Ce mécanisme de requalification est un angle que les guides grand public abordent rarement. Il concerne pourtant de nombreux vacataires de l’enseignement supérieur et des collectivités territoriales, recrutés année après année pour des missions identiques.
Comment identifier une situation de requalification
Le signal d’alerte principal est la récurrence. Un vacataire rappelé chaque trimestre pour la même tâche, dans le même service, avec des horaires prévisibles, remplit les conditions d’un emploi permanent déguisé. La charge de la preuve repose en pratique sur l’agent qui conteste, mais la jurisprudence tend à protéger le travailleur dès lors que la continuité de la mission est démontrée.

Droits sociaux du vacataire : ce que la vacation ne couvre pas
Le vacataire cotise aux régimes de base (assurance maladie, retraite du régime général), mais son statut le prive de plusieurs protections dont bénéficient les contractuels et les titulaires.
Pas de droit aux congés payés au sens du code du travail, puisque la vacation ne crée pas de période de référence continue. Pas de prime de précarité en fin de mission non plus, contrairement aux CDD de droit privé. L’accès à la formation professionnelle reste théorique : sans durée minimale de service, le vacataire ne remplit généralement pas les seuils d’éligibilité.

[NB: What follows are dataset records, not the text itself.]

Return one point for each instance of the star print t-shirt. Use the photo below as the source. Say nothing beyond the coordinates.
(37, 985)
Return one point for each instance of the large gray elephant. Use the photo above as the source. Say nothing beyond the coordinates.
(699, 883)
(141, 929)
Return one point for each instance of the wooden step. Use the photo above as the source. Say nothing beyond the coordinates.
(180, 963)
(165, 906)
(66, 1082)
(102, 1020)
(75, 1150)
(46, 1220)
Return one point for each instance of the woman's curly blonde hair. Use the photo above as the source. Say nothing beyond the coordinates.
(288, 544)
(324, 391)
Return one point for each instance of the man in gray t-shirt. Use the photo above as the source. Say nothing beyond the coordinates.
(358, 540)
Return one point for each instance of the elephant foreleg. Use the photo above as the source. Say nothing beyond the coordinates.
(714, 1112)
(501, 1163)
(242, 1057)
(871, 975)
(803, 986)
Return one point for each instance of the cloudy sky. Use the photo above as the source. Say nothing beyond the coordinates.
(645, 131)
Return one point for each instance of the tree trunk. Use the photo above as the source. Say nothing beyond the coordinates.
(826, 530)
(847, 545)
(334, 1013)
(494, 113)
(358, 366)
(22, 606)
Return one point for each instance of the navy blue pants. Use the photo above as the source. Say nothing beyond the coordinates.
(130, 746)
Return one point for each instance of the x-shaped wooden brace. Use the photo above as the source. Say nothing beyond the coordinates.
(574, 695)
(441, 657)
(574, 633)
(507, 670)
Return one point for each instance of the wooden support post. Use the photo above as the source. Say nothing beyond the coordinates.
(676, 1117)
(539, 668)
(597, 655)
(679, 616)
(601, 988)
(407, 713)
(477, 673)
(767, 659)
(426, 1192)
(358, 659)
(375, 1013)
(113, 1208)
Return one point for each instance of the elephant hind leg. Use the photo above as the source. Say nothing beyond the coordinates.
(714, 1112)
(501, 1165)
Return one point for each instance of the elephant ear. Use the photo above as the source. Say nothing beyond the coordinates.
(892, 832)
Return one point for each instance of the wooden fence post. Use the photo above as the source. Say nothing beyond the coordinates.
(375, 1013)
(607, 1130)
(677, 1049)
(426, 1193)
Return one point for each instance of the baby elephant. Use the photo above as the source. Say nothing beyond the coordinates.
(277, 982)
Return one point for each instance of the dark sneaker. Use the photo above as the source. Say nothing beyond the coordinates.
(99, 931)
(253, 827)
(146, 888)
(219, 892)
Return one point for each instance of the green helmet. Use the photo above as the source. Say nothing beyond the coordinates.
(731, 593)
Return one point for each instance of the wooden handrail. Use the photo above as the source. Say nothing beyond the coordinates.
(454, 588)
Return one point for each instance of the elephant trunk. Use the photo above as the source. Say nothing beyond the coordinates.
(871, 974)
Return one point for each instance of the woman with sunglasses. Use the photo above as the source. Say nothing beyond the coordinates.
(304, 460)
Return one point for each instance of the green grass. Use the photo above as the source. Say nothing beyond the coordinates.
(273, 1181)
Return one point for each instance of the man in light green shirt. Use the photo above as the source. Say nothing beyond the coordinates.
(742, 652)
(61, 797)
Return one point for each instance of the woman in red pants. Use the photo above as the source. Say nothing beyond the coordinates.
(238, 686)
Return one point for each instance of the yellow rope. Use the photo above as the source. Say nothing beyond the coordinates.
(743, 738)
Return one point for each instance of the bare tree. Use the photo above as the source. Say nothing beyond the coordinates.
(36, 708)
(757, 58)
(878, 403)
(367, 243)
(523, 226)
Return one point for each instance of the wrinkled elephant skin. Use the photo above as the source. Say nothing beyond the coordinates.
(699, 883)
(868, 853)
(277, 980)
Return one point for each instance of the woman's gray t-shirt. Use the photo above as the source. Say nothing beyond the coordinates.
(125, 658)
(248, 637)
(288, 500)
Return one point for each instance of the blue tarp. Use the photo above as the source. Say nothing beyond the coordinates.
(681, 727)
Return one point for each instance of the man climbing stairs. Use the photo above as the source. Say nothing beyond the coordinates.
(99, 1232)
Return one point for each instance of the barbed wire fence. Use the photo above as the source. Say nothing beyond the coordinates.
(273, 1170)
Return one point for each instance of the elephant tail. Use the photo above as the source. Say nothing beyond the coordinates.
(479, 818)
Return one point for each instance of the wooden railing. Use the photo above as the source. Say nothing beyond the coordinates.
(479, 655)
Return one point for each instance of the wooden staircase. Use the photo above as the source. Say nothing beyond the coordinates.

En matière de chômage, la situation dépend du nombre de vacations cumulées et de la durée totale d’emploi. L’administration employeur est son propre assureur : c’est elle qui verse l’allocation chômage si les conditions sont réunies, ce qui crée parfois des délais ou des refus contestables.
Enseignement et université : le terrain principal des vacataires
Les établissements d’enseignement supérieur constituent le secteur qui recourt le plus massivement aux vacataires. Des professionnels en activité (avocats, médecins, ingénieurs) interviennent pour dispenser des cours sans quitter leur emploi principal. Le décret encadrant les chargés d’enseignement vacataires dans les universités fixe un tarif par heure de cours, de travaux dirigés ou de travaux pratiques.
Ce modèle permet aux universités de diversifier les profils enseignants à moindre coût. Il crée aussi une zone grise : certains doctorants ou jeunes chercheurs enchaînent les vacations comme source de revenu principale, sans que leur situation corresponde à la définition juridique d’une intervention ponctuelle.
La rémunération des vacataires d’enseignement varie selon le type de prestation (cours magistral, TD, TP) et selon l’établissement. Les délais de paiement, souvent longs dans les universités, ajoutent une difficulté pratique que le tarif affiché ne reflète pas.
Le statut de vacataire reste un outil adapté à des interventions ponctuelles et ciblées, mais son utilisation déborde régulièrement ce cadre. Pour tout agent recruté sur ce mode, vérifier si les trois critères jurisprudentiels sont réellement remplis reste la première précaution à prendre avant d’accepter une mission.